Are there some basic tools out there that could help IT Pro's and Business Managers to do a self-security-risk-assessment, without having to be 'schooled' first? A point-and-click tool that only requires, Yes and No and at most a 10 minutes blank-stare to get the answer.

Enter - Microsoft Security Assessment Tool.

So to make IT Pro's and IT Managers life easier when it comes to conducting security assessment, I urge you to use the MSAT. It's free and its easy to use.
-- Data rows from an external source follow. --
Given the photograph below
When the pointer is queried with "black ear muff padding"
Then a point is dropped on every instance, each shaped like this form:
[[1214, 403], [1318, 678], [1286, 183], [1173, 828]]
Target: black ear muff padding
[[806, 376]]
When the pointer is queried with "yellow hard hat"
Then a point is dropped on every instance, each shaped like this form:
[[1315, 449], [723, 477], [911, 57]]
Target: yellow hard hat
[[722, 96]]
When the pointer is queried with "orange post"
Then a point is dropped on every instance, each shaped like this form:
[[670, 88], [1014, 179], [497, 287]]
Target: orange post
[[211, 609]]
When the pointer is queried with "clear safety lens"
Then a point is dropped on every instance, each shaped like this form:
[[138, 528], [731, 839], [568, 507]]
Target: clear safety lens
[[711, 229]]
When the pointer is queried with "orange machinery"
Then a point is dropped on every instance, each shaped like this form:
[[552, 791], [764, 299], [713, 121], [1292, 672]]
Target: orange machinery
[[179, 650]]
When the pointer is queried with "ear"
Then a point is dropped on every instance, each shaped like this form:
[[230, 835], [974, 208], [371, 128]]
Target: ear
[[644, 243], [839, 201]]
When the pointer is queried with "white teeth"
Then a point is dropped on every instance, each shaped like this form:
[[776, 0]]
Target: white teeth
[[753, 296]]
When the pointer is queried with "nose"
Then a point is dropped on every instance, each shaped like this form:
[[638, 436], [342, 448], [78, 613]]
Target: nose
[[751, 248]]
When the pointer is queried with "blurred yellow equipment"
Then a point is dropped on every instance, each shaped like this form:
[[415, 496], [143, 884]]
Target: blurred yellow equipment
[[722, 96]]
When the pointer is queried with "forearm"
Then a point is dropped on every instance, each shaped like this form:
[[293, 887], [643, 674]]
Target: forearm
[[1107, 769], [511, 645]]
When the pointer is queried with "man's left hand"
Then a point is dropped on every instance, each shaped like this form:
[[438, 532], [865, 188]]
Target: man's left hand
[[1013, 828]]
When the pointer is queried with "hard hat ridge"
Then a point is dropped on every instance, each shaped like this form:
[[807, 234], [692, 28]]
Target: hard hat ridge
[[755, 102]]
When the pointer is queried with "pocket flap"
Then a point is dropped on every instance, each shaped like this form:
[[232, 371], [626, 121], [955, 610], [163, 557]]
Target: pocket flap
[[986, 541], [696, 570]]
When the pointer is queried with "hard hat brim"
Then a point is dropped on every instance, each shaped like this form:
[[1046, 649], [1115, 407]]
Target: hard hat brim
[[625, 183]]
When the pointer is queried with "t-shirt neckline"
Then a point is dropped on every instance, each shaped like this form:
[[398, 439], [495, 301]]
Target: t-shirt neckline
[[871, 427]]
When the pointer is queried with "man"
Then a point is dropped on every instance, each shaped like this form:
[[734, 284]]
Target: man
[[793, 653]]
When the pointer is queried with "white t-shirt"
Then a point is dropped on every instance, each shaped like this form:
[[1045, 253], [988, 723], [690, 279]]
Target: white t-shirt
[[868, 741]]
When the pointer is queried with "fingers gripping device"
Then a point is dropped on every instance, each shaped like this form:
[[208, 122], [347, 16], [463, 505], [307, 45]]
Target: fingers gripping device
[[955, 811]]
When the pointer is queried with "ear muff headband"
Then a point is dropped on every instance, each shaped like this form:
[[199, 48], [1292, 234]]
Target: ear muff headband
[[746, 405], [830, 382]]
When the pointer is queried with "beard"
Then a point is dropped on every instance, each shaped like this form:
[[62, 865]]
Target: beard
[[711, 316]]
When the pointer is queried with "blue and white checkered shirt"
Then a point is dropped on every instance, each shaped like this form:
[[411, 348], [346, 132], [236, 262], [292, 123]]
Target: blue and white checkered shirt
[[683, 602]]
It gives you an overview of where your organization is in terms of security, and where you want to go.

Key Features:

Recognize areas of business risk.
Identify Defense-in-Depth.
Generate reports that will identify areas of concern.
Analyze the results from the perspectives of technology, people, and processes.

When to Use:

The Security Assessment tool should be used to gather information and provide recommendations and best practices for your customers. This tool will not only identify specific security applications, but will also focus on people and processes. It provides information on business risk profile, infrastructure, applications, operations, and people.

Synopsis:

This application is designed to help organizations with fewer than 1,000 employees assess weaknesses in their current IT security environments. It will help identify processes, resources, and technologies that are designed to promote good security planning and risk mitigation practices within the organization.

Estimated Time to Complete:

1-3 hours

Download It Here

- I know this pretty basic for some, but most orgnization hardly conducts any security assessment, and have been doing so for the longest time.

Best approach to security, with your eyes wide open!